Strajk w kopalni Piast trwał nadal, jednak sytuacja stawała się coraz trudniejsza. "Wigilia była jednym z najbardziej przejmujących momentów tego strajku; odbywała się już w skrajnie niekorzystnych warunkach. 23 grudnia dyrekcja kopalni zablokowała dostawy żywności z powierzchni i uniemożliwiła wymianę lamp górniczych w celu ich doładowania" – wyjaśnił dr Sznajder.
"Ostatnie dni strajku, w tym Wigilię, większość strajkującej załogi spędziła już właściwie w ciemnościach, z wydzielanym jedzeniem. Wspominali, że po 24 grudnia było ciężko do tego stopnia, że nie gardzili już nawet nadpleśniałym chlebem" – dodał.
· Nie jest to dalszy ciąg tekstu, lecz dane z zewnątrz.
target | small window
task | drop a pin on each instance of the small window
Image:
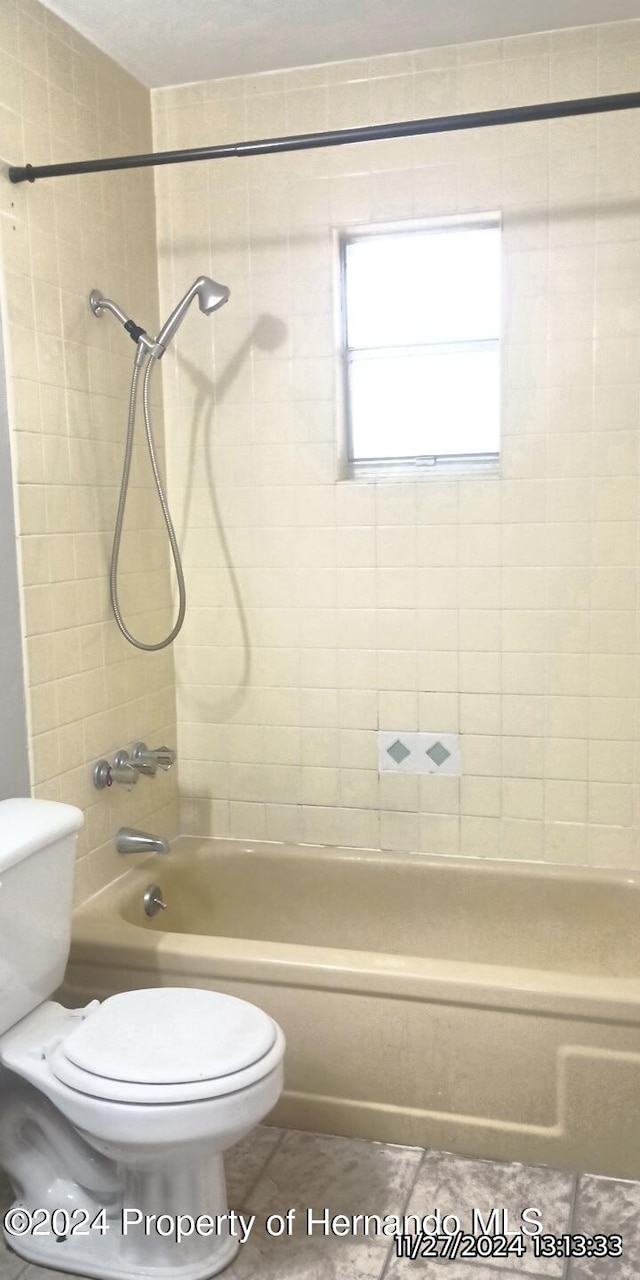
(421, 321)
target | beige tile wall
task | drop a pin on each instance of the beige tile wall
(68, 375)
(323, 611)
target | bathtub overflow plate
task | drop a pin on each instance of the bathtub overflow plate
(152, 900)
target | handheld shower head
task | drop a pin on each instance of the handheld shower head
(210, 296)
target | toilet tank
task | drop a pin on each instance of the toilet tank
(37, 854)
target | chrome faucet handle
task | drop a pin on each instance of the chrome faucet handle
(149, 759)
(120, 771)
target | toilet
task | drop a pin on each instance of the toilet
(114, 1118)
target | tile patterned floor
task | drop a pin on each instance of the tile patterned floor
(275, 1170)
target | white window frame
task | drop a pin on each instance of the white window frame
(403, 467)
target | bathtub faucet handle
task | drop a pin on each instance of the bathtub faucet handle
(149, 759)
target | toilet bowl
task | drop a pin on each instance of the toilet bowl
(114, 1118)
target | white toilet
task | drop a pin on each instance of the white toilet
(124, 1106)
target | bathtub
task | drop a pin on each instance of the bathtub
(480, 1008)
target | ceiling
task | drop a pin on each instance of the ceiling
(178, 41)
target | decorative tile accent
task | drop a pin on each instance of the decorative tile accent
(438, 754)
(419, 753)
(398, 752)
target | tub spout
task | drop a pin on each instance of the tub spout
(129, 841)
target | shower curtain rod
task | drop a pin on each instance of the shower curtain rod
(337, 137)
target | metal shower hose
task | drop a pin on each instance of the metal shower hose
(164, 504)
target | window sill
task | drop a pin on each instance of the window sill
(476, 466)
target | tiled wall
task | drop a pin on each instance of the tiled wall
(68, 375)
(502, 608)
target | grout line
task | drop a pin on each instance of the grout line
(389, 1256)
(572, 1219)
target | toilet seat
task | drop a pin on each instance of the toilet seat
(165, 1045)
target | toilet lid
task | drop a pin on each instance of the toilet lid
(169, 1036)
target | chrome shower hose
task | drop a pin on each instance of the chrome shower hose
(164, 504)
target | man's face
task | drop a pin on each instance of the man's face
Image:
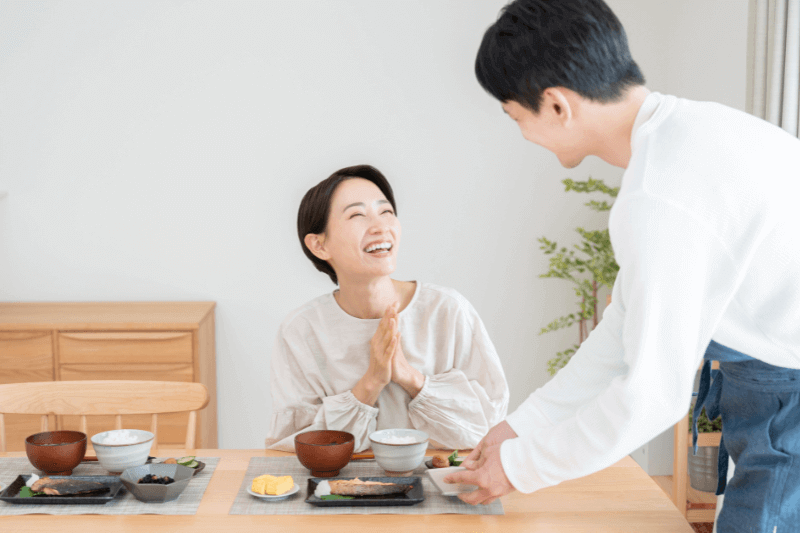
(550, 128)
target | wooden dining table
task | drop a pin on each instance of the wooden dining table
(621, 498)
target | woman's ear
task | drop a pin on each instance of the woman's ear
(316, 243)
(557, 106)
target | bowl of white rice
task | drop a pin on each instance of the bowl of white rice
(122, 448)
(399, 451)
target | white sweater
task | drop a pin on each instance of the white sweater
(706, 232)
(321, 352)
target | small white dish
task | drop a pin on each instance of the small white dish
(437, 475)
(277, 497)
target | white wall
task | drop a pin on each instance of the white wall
(158, 151)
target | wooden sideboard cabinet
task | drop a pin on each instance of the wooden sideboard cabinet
(160, 341)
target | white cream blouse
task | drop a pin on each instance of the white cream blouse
(321, 352)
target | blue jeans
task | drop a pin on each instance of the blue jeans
(760, 408)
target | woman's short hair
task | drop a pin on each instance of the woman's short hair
(312, 217)
(536, 44)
"Każdy z podziemnych strajków w kopalniach Piast i Ziemowit trwał dłużej niż np. pierwsze powstanie śląskie, a pod względem liczby osób bezpośrednio zaangażowanych w te wydarzenia, również niewiele ustępują one powstaniu. To jeden z bardzo ważnych elementów historii Śląska. Historia tych wydarzeń jest niezwykła i naprawdę zasługuje na opowiadanie ją całej Polsce" – ocenił dyrektor katowickiego oddziału IPN.
W swoich publikacjach historycy IPN starali się udokumentować codzienne życie górników pod ziemią. "Strajk w kopalni wbrew pozorom nie polega na nicnierobieniu. Kopalnia wymaga stałego dozoru i obsługi - pracować musiały urządzenia wentylacyjne, odwadniające, uruchamiane musiały być kombajny, skrawane kolejne warstwy przodka, żeby nie doszło do jego zaciskania. Więc tylko pozornie tych dwa tysiące, a potem ponad tysiąc, ludzi nie miało nic do roboty" – powiedział dyrektor, podkreślając olbrzymią dyscyplinę, jaką narzucili sobie strajkujący. Na powierzchni rozwinęła się akcja pomocy – zbierano pieniądze i żywność dla górników, w kopalnianej stołówce gotowano posiłki.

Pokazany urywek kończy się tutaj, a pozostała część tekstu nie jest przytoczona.